CONDUCTA EFICAZ PARA EL CAMBIO

Como advertimos antes, el sentido del cambio se sustrae a los asideros puramente científicos, y requiere aproximarse de un modo más general, condimentado con una justa dosis de escepticismo.
El instinto para extraer del modo más completo las implicaciones y claves de las situaciones vitales no se desarrolla en cursos de estudios técnicos, ni de relaciones humanas. Es preciso contemplar las situaciones en su conjunto, como un todo, para después, con los datos disponibles, ocuparse de los elementos centrales y acertar con el momento oportuno para actuar. La eficacia humana no es la respuesta inmediata a un estímulo, sino la visión global de lo que ocurre en una secuencia cronológica amplia. Donde el animal tiene instinto, el hombre tiene historia.
La vida del directivo consiste en hacer una cosa detrás de otra: continua e instintivamente establece orden y relación, eligiendo y priorizando entre ideas inconexas con el fin de actuar. Su éxito como directivo depende de la capacidad de imponer orden y concierto entre la masa de sus experiencias y las acciones que emprende. Ha de buscar sentido a su empresa y a su función, no sólo en los informes de control, balance y cuenta de resultados, datos del mercado o previsiones, sino también en las personas y en las impredecibles acciones y reacciones humanas, refiriéndolo todo a una escala de valores.

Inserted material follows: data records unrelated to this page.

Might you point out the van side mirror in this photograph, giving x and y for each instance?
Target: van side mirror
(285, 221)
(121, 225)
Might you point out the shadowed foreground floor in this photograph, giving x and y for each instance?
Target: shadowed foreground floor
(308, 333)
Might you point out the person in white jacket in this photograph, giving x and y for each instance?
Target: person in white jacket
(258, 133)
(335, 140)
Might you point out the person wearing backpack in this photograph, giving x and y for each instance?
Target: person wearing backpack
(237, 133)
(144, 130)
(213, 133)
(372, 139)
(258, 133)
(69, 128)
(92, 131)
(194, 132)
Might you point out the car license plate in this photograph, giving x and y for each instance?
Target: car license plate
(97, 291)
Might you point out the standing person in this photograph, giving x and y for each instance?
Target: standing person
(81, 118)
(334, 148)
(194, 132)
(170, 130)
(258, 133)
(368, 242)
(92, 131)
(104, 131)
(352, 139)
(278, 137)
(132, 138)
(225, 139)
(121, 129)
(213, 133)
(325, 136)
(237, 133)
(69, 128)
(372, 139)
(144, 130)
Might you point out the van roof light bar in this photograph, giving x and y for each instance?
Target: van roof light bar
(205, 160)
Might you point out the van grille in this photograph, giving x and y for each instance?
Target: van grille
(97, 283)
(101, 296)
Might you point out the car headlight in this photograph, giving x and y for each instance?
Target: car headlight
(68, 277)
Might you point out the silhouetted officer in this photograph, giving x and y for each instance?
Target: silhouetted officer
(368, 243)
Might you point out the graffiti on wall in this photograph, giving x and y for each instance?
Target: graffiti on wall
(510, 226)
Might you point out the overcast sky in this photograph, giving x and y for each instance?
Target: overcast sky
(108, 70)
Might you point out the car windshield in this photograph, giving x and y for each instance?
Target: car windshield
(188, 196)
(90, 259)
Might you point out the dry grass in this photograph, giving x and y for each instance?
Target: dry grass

Ha de estar preparado para responder a las demandas en busca de sentido del trabajo de sus colaboradores y subordinados, de forma que ese trabajo que realizan contribuya también al sentido de su existencia.
Dirigir consiste sobre todo en dar ejemplo, encarnar pautas de acción y reflexión que ayuden a los demás en su desempeño. El directivo cabal mueve y promueve, mantiene a las personas en permanente tensión de anhelo: crea interés en lo que es arduo y valioso, en lo que merece esfuerzo, y propone con tenacidad y perseverancia metas renovadas, a la vez que se empeña por mantenerlas al abrigo de la desilusión y el cinismo desesperado.
Sin la conciencia nítida de la pregunta por el sentido, no estará bien equipado para su tarea primordial como directivo. Una tarea en la que cultivar las humanidades reportará inestimables beneficios, pues se ocupan de desarrollar esa conciencia del sentido de las acciones humanas.
Cuanto más amplia sea su capacidad de comprensión, el directivo percibirá mejor los problemas concretos y los cambios sutiles, y más eficiente y eficaz será coordinando políticas y objetivos a la escala propia de la dirección. Afán parejo al que busca el poeta o el novelista: poner orden en la experiencia, es decir, en el amasijo informe de personas, cosas y significados.
Un directivo equipado con una educación humanística tendrá un círculo de intereses personales más allá de los límites de su propia compañía; fácilmente sufrirá menos los embates, reales o meramente percibidos, dirigidos a su estatus en la organización, pues no estará poseído por ella. Se mantendrá abierto a expandir sus relaciones personales dentro y fuera de la empresa; disfrutará de un elenco de valores que, paradójicamente, también enriquecerán su capacidad para hallar e implantar nuevas políticas corporativas.
Toda actividad profesional vivida con rigor y seriedad presenta una dimensión filosófica, sin la cual pierde su capacidad creativa y se ve abocada a la mera rutina.
Quizá resulten ilustrativas en esta línea las palabras de Peter Drucker, que sobresale por su talante de reflective practitioner singularmente humanístico, y que valen como síntesis de la necesidad de unos fundamentos que superen el ámbito de la gestión para abordar cabalmente los cambios empresariales: «La empresa no puede consistir en el ensamblaje mecánico de unos recursos. Para convertir los recursos económicos en empresa no es suficiente ordenarlos lógicamente y luego girar la llave del capital… Lo que se necesita es una transmutación de estos, que no puede proceder de algo inanimado como el capital: requiere dirección. Los únicos recursos susceptibles de crecimiento son los humanos; los demás se rigen por las leyes de la mecánica. Pueden ser mejor o peor utilizados, pero nunca pueden alcanzar un rendimiento superior a la suma de sus componentes. Por el contrario, el problema de reunir recursos no humanos es mantener en el mínimo posible la inevitable disminución del rendimiento debido a la fricción, etcétera. Sólo el esfuerzo dirigido y coordinado de los seres humanos libres puede producir un verda- dero todo mayor que la suma de sus partes. En eso ha consistido desde Platón la definición de Sociedad Ideal».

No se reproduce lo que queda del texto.